Fisher is best known for his 15 key stock selection questions, which help investors determine whether a company is worth investing in for the long term.

🏢 Company Business and Market

  1. Does the company have sufficient market potential to sustain growth in the coming years?
  2. Does the company have the ability to innovate and continuously launch new products or improve existing products?

👉 Editor’s comment: Companies cannot rely solely on temporary hits; they must have a continuous source of innovative momentum.

⚙️ Management capabilities

  1. Is management driving R&D effectively?
  2. Does the company have a strong sales organization?
  3. Is management focused on long-term growth rather than just short-term profits?
  4. Does the company have excellent financial control capabilities?

👉 Editor's comment: An investment company is an investment management team. Their vision and ability will directly determine whether the company can survive in the long run.

👥 Corporate culture and talent

  1. Can the company attract and retain top talent?
  2. Does the company have good employee relations and corporate culture?
  3. Does management have integrity and transparency?

👉 Editor's comment: People are the most important assets of an enterprise, and culture and integrity are the key to whether an enterprise can achieve long-term success.

💰 Profitability and Competitive Advantage

  1. Does the company have the ability to maintain high profit margins over the long term?
  2. Does the company have a unique competitive advantage (moat)?
  3. Is the company good at controlling costs and maintaining efficiency?

👉 Editor's comment: Fisher emphasized that "quality" is more important than "price". Good companies can maintain profit margins over the long term, which is the foundation of investment.

🔍 The research attitude that investors should have

  1. Can investors obtain enough information to gain an in-depth understanding of the company through the "Scuttlebutt Method"?
  2. Does the company have good accounting and financial reporting transparency?
  3. Can the company remain competitive during market downturns?

👉 Editor's comment: The most unique thing about Fisher is his emphasis on "inquiry" - obtaining first-hand information through interviews with employees, suppliers, and customers, rather than just relying on financial report figures.

🔍 "Inquiry" - Fisher's secret weapon

Fisher advocates that investors must step outside their desks and investigate the company's internal and external environment :

  • Check with suppliers whether the company pays on time
  • Find out from customers whether the product is competitive
  • Find out from former employees whether management is trustworthy

👉 Editor's Take: This method requires time and patience, but it can help investors gain a deeper understanding than the market itself, and avoid blindly investing based solely on numbers.

⏳ The wisdom of long-term holding

Fisher emphasized:

  • Excellent companies should be held for the long term, not bought and sold short-term
  • Once you have confirmed that the company meets high quality standards, you should be patient and wait for the compounding effect
  • The return on long-term investment comes from "time x growth of high-quality companies"

👉 Editor’s opinion: This kind of thinking is exactly the same as Buffett’s “buy a good company and hold it forever”.

💡 Editor's Summary

Uncommon Profits on Common Stocks is a classic book that changed the world of investment.
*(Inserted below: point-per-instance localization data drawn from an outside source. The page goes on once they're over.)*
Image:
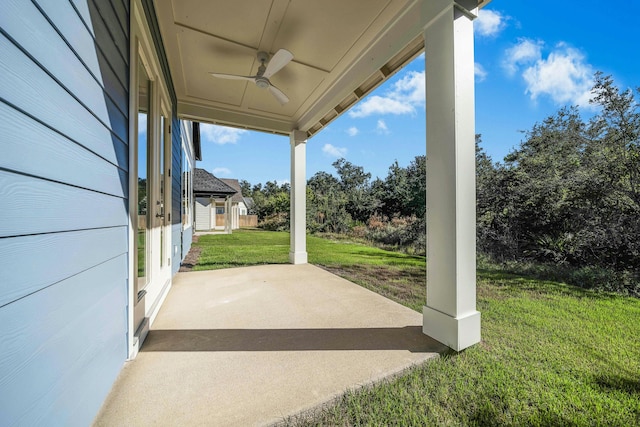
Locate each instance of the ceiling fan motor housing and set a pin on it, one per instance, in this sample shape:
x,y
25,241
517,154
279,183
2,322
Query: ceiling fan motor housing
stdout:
x,y
262,82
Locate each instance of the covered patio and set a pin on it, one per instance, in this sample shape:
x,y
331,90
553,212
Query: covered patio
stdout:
x,y
253,345
329,56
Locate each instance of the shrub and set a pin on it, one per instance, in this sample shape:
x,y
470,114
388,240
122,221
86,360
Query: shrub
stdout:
x,y
275,222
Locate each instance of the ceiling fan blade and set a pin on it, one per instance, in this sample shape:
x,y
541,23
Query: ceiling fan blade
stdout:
x,y
279,95
279,60
233,77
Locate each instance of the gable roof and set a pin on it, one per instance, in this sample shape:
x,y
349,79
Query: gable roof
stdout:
x,y
205,184
235,184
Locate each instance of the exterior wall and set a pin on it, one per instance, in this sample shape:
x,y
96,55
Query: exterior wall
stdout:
x,y
63,266
205,220
176,193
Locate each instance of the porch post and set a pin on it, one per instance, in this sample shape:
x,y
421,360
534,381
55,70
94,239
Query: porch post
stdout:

Its value lies in:

  • Teach you how to judge the quality of a company instead of just looking at its stock price fluctuations
  • Propose "15-point principles" to make investment more systematic
  • Emphasize research, integrity, and patience, which are the cornerstones of investment success

📌 Editor's summary in one sentence: This book tells us that investing is not about buying cheap stocks, but about buying high-quality companies and growing with them .

If Graham is the founder of value investing, then Fisher is the pioneer of growth investing. The combination of the two is the secret to Buffett's success.